Define and import a PDF file

Concept Information

IMPORT PDF command

You can create an Analytics table by defining and importing an Adobe PDF file.

When you use the Data Definition Wizard to process a PDF file, Analytics may fully or partially auto-define the file, or you may need to manually define the file.

Note

Defining PDF files can be challenging. If you encounter problems, review Defining and importing print image (report) files and PDF files.

Locate and select the PDF file

  1. Select File > New > Table.
  2. If the Select Platform for Data Source page is displayed, select Local and click Next.
  3. In the Select Local Data Source page, select File and click Next.
  4. In the Select File to Define dialog box, locate and select the PDF file you want to create the Analytics table from and click Open.

    Adobe PDF files have a .pdf file extension.

  5. In the File Format page, verify that PDF Adobe Acrobat file is selected and click Next.

Define the PDF file

  1. In the PDF File Definition page, if required, enter the password for the PDF file and click Next.
  2. If you want to specify a particular page or page range for parsing, rather than All pages, select Pages, and specify one or more page numbers.

    You can specify individual pages separated by commas (1,3,5), page ranges (2-7), or a combination (1, 3, 5-7, 11).

    Tip

    In some circumstances, parsing a PDF file on a page-by-page basis can help with data misalignment.

    If you take this approach, you need to import the file more than once, create more than one Analytics table, and then append the resulting tables in Analytics.

    For more information, see Defining and importing subsets of print image or PDF data.

  3. Leave the PDF Parser at the default setting of Xpdf, or select VeryPDF.

    If you are importing the file for the first time, and you have no reason to do otherwise, leave the setting at Xpdf.

    If you have already encountered data alignment issues when using Xpdf with the file, select VeryPDF to see if the parsing results are better.

  4. Click Next.

    The PDF file is parsed and the PDF File Definition page updates to display the parsed file.

  5. Scroll vertically and horizontally to examine the parsed file.

    Highlighting indicates whether Analytics has auto-defined data in the file:

    HighlightingMeaning
    Aqua-blue highlightingData auto-defined as a field.
    Gray highlighting

    Data auto-defined as a record.

    Record definition depends on at least one field being defined in the record.

    White background

    Undefined data.

    Analytics was not able to detect a pattern in the data and could not auto-define it.

  6. Optional.

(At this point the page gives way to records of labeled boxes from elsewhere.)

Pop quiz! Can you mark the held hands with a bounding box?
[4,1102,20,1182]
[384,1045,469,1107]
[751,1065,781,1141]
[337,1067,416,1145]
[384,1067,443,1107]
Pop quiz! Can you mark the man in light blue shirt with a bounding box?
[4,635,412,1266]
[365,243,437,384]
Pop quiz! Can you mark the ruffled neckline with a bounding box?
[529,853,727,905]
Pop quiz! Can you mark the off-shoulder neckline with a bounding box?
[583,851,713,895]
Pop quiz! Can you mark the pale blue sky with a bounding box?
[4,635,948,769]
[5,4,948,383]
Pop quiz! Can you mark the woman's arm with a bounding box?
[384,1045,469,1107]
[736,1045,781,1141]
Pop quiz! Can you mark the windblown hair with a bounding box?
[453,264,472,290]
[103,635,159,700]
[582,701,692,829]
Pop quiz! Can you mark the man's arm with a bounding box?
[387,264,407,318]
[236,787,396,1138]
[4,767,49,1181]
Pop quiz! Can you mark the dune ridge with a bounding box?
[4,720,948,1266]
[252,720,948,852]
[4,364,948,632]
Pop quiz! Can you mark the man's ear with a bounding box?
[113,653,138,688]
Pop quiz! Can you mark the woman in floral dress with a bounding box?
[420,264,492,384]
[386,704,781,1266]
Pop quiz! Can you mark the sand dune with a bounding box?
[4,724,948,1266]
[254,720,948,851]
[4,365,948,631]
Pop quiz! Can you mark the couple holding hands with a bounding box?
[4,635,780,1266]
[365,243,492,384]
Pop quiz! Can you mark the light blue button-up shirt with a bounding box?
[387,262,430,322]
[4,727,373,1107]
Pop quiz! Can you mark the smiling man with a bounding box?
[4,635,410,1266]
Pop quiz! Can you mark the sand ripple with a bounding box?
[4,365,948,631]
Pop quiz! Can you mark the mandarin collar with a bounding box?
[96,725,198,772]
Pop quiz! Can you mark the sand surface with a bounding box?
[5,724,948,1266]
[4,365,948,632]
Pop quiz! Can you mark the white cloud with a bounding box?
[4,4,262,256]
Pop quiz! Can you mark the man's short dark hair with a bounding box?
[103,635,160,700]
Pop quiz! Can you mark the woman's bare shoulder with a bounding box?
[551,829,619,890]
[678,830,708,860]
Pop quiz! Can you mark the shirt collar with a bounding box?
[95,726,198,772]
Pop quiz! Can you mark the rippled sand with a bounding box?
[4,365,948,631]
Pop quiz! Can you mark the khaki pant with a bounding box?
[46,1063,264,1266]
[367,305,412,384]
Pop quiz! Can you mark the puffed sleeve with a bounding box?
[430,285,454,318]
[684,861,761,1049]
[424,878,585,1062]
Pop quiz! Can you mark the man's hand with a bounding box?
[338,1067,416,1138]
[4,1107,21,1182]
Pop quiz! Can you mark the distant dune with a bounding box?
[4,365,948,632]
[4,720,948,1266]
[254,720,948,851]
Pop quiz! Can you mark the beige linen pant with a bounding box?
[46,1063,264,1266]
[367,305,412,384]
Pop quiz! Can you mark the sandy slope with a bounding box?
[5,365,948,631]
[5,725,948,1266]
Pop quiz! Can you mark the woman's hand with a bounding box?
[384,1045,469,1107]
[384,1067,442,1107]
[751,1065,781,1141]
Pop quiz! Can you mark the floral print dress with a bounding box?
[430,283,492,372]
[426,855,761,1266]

If the data in the parsed file is misaligned, click Back, switch the parser selection in PDF Parser, and click Next.

    The PDF file is re-parsed using the parser you selected, which may produce better data alignment.

    Any existing field and record definitions are deleted when you re-parse the file.

  7. Do one of the following:
    Result of auto-definitionAction to take
    If Analytics auto-defined the file and you do not want to make any updatesIf Analytics auto-defined the entire file perfectly, and you do not want to:
    • update the generic field names
    • add any header or footer data to the detail data

    go to Finalize the PDF file definition

    If Analytics auto-defined the file and you want to make updatesIf Analytics auto-defined the entire file perfectly, and you want to:

    Tip

    You can also update the generic field names in a subsequent page in the Data Definition Wizard, which you may find more convenient.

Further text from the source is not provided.